Bumi Alam Gayo Lues

Bumi Alam Gayo Lues

Alam Bumi Gayo Lues adalah puisi menceritakan tentang keindahan Gayo Lues.

Nama Gayo Lues mungkin masih sangat asing di telinga kebanyakan masyarakat Indonesia. Gayo Lues merupakan sebuah Kabupaten yang letaknya berada di Provinsi Aceh. Wilayahnya yang berada di ketinggian 500 – 2.000 meter di atas permukaan laut, dikelilingi hutan Kawasan Ekosistem Leuser, hutan terluas di Asia Tenggara dengan beragam Flora dan fauna. Gayo Lues memiliki pesona yang sangat luar biasa serta menakjubkan. Letaknya yang begitu setrategis dengan keindahan alamnya. Pesonanya yang sungguh luar biasa mampu memikat siapa saja yang datang ke daerah tersebut dan akan menyebutnya sebagai Sang Pemikat.

Tentang Gayo Lues

Gayo Lues di kenal dengan pemandangan yang begitu asri dan sangat memikat hati.

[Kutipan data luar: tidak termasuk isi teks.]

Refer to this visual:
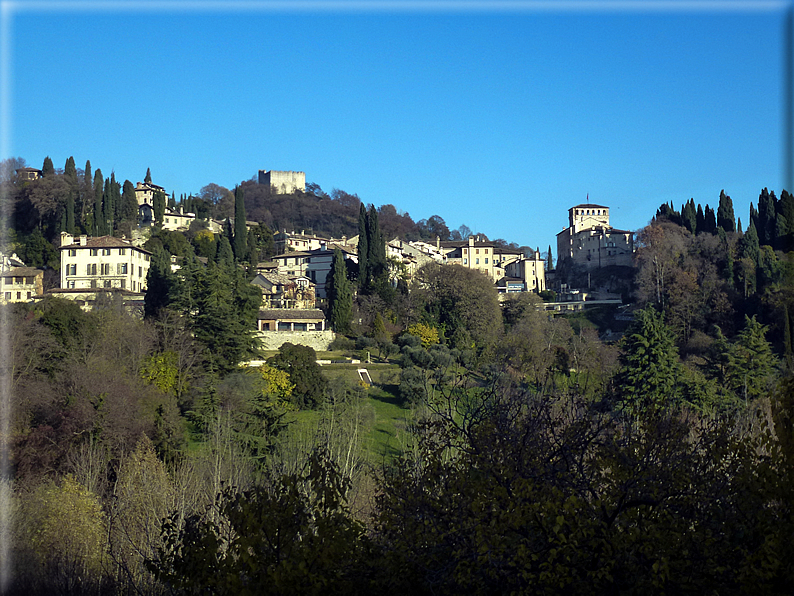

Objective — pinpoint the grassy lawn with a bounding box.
[282,363,411,465]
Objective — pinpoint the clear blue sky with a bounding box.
[0,1,792,250]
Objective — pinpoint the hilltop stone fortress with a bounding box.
[259,170,306,195]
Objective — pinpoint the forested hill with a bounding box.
[232,180,518,248]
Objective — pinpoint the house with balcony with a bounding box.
[60,232,152,293]
[0,267,44,304]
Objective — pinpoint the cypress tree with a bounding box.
[232,186,248,262]
[325,248,353,333]
[102,178,115,234]
[717,189,736,232]
[152,190,165,226]
[41,155,55,178]
[755,188,776,246]
[215,234,234,267]
[80,161,94,232]
[94,168,106,236]
[358,203,369,292]
[367,205,386,281]
[66,192,74,234]
[63,156,77,189]
[143,247,177,319]
[120,180,138,222]
[703,205,717,234]
[681,199,698,234]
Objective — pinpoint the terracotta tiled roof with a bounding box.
[0,267,44,277]
[571,203,609,209]
[257,308,325,321]
[61,236,152,254]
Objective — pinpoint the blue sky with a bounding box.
[0,1,791,250]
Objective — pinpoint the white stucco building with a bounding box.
[60,232,151,292]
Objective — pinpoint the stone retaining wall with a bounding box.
[258,330,336,352]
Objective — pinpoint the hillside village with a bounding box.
[0,158,794,596]
[0,167,634,349]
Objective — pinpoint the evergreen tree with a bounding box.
[232,186,248,262]
[778,189,794,252]
[110,171,122,228]
[66,192,74,234]
[120,180,138,222]
[143,248,177,319]
[756,188,776,246]
[717,189,736,232]
[215,234,234,267]
[367,205,386,283]
[63,156,77,190]
[695,203,706,234]
[94,168,107,236]
[703,205,717,234]
[102,178,116,234]
[325,248,353,333]
[616,307,681,414]
[726,315,777,400]
[78,161,94,234]
[358,203,369,292]
[681,199,698,234]
[41,155,55,178]
[188,260,262,374]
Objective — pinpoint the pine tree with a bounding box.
[616,307,680,415]
[717,189,736,232]
[325,248,353,333]
[63,156,77,189]
[41,155,55,178]
[695,203,706,234]
[232,186,248,263]
[726,315,777,400]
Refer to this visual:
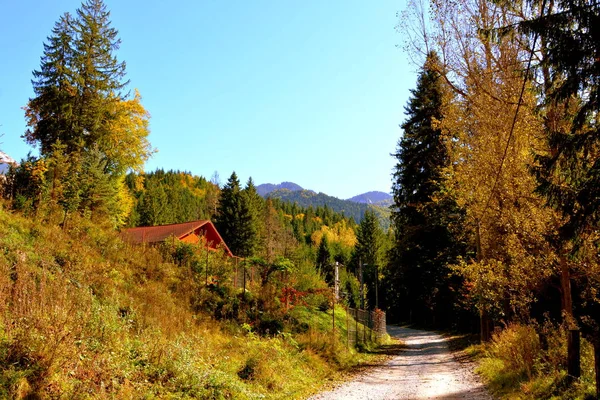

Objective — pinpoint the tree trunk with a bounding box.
[560,257,581,380]
[594,336,600,399]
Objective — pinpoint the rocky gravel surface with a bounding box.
[310,326,492,400]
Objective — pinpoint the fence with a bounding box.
[346,308,387,346]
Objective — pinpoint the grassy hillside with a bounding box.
[0,206,382,399]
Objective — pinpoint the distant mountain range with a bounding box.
[256,182,392,229]
[256,182,304,197]
[348,191,393,205]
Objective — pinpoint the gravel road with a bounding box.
[309,326,491,400]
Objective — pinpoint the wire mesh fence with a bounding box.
[346,308,387,346]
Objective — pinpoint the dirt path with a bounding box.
[310,326,491,400]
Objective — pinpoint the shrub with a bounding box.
[490,324,541,378]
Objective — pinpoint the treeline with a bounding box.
[0,0,394,398]
[385,0,600,392]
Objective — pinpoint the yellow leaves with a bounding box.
[310,221,356,247]
[99,90,155,173]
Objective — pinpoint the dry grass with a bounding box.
[0,205,380,399]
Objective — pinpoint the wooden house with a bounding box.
[121,220,234,257]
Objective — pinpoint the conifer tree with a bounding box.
[24,13,77,154]
[317,235,333,283]
[388,53,468,328]
[24,0,153,226]
[353,209,383,305]
[522,0,600,390]
[215,171,257,257]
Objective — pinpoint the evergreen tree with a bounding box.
[317,236,333,284]
[215,172,257,257]
[242,177,264,255]
[353,209,383,305]
[388,53,468,324]
[522,0,600,395]
[25,0,153,225]
[24,13,77,154]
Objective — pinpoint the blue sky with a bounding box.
[0,0,416,198]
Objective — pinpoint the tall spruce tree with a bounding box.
[353,209,383,306]
[215,171,257,257]
[387,53,460,325]
[25,0,128,155]
[522,0,600,396]
[24,0,153,226]
[24,13,77,154]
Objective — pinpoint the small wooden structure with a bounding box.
[121,220,234,257]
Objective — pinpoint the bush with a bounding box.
[490,324,541,378]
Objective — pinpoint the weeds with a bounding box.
[0,209,380,399]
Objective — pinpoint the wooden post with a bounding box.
[594,340,600,398]
[346,305,350,349]
[354,308,358,347]
[331,289,335,354]
[205,237,208,286]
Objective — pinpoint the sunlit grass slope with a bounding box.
[0,207,380,399]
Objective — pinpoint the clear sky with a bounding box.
[0,0,416,198]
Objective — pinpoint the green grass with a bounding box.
[0,206,382,399]
[472,325,595,400]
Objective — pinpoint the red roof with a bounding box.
[121,220,233,257]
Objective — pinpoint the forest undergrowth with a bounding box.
[0,203,382,399]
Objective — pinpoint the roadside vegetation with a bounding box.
[0,203,382,399]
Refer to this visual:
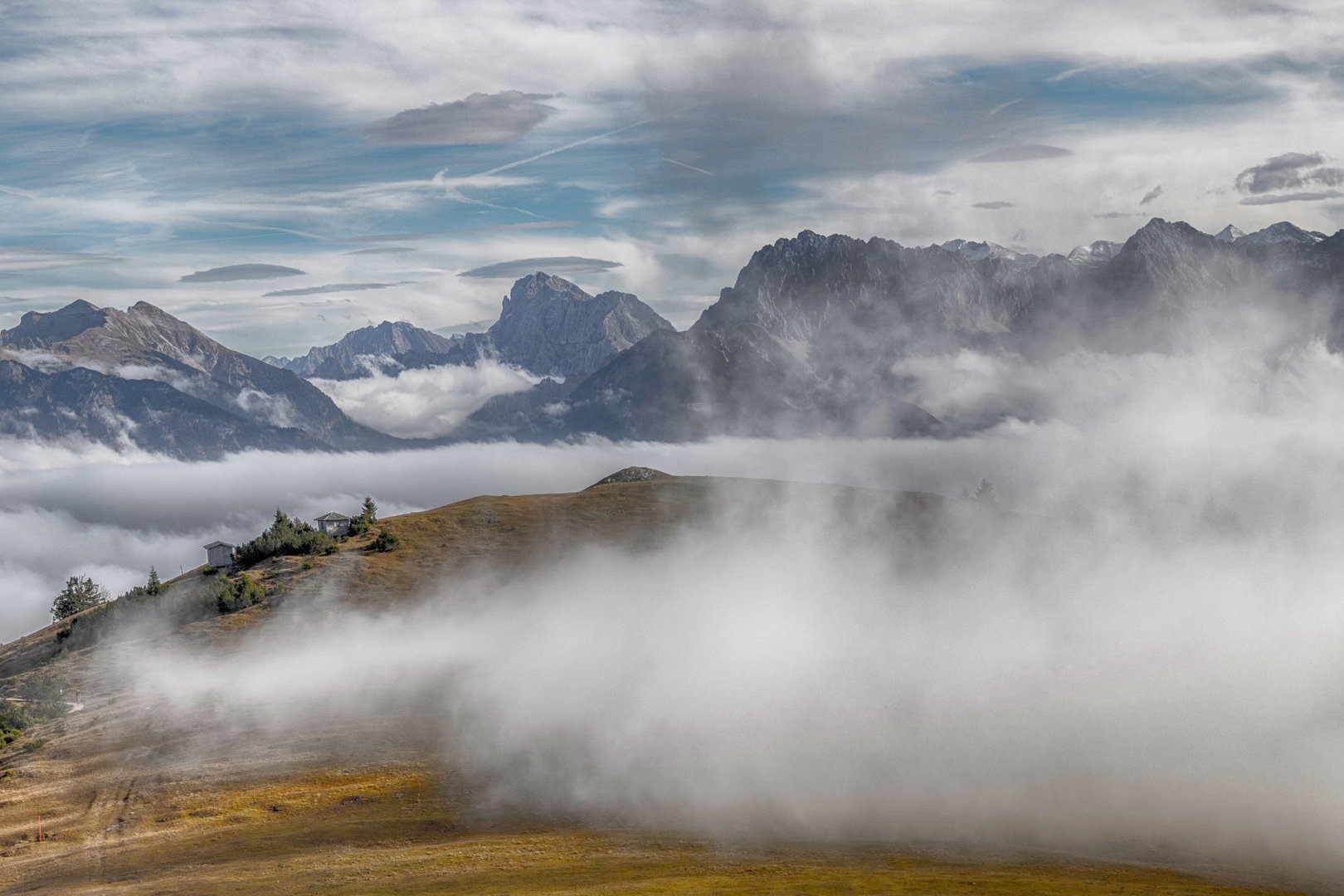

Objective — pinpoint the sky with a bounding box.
[0,0,1344,356]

Gayo Lues merupakan Kabupaten yang terletak di daratan tinggi Provinsi Aceh. Wilayahnya yang berada di Ketinggian 500 – 2.000 meter di atas permukaan laut, di kelilingi hutan Kawasan Ekosistem Leuser (KEL), hutan terluas di Asia Tenggara dengan beragam flora dan fauna.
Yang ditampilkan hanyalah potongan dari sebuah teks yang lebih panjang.